Attorney General Bill Barr didn’t spend Wednesday’s Senate Judiciary Committee hearing defending himself against accusations that he spun special counsel Robert Mueller’s report in Trump’s favor.
Instead, Barr simply pretended that no such thing ever happened.
Barr’s deflection took various forms. He repeatedly asserted his authority as attorney general to make the final determination about whether Trump obstructed justice. He criticized press coverage of the report’s release. He even took Mueller himself to task, alleging that the special counsel engaged in prosecutorial overreach by pursuing the obstruction probe at all.
Multiple senators asked about Mueller’s letter criticizing Barr for creating “public confusion” by releasing his own take on the report’s contents.
In an exchange with Sen. Dick Durbin (D-IL), Barr analogized Mueller’s complaint to that of an egotistical prosecutor after a “months-long trial.”
“I’m out there saying, ‘here’s the verdict,’ and the prosecutor comes up and taps me on the shoulder and says, ‘the verdict doesn’t really capture all my work,'” Barr said. “‘How about my great cross examination I did? Or how about that third day of trial where I did that?'”
He continued the metaphor later in the exchange with Durbin: “I’m not trying to capture everything, I’m just trying to state the verdict.”
Barr sent a letter on March 24 that purported to summarize the “top-line” conclusions of the Mueller report, including the implication that no underlying collusion charge meant that there was no obstruction violation to prosecute.
Reports emerged on Tuesday that Mueller sent a letter to Barr days later, telling him that his letter had failed to capture the “context, nature, and substance of this office’s work and conclusions.”
But Barr continued to play dumb about how Mueller felt at the Wednesday hearing.
Sen. Patrick Leahy (D-VT) told Barr “what really struck me: Mr. Mueller wrote that your letter threatened to undermine a central purpose for which the Department appointed the special counsel.”

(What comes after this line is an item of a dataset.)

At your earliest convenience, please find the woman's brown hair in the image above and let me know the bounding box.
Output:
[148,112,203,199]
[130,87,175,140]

Leahy then asked Barr why he then testified to Congress that he was unaware Mueller had expressed concerns.
Barr shifted the premise of the question, saying he “was not aware of any challenge to the accuracy of the findings” and that he “did not know what was being referred to” in Leahy’s initial question.
“I did then volunteer that I thought they were talking about the desire to have more information put out,” Barr said. “But it wasn’t my purpose to put out more information.”
In the month between the first Barr letter and the report’s release, Barr sent multiple letters to Congress justifying his redaction process and reiterating that Trump did not obstruct justice or illegally coordinate with Russia.
Barr gave a press conference one hour before the report was released trumpeting “no collusion” and stating that Trump was simply “frustrated” in some of the instances in which he allegedly tried to thwart the investigation.
Barr also mischaracterized Mueller’s legal basis for his obstruction decision during his conference. The attorney general, for example, said that Mueller did not take into account DOJ policy on not indicting sitting presidents, while the report itself says it was a factor.
The report also revealed that Mueller did not agree with Barr’s analysis that he needed to prove collusion with Russia before filing an obstruction charge; rather, Mueller assessed that Trump was fearful the special counsel investigation could uncover a crime.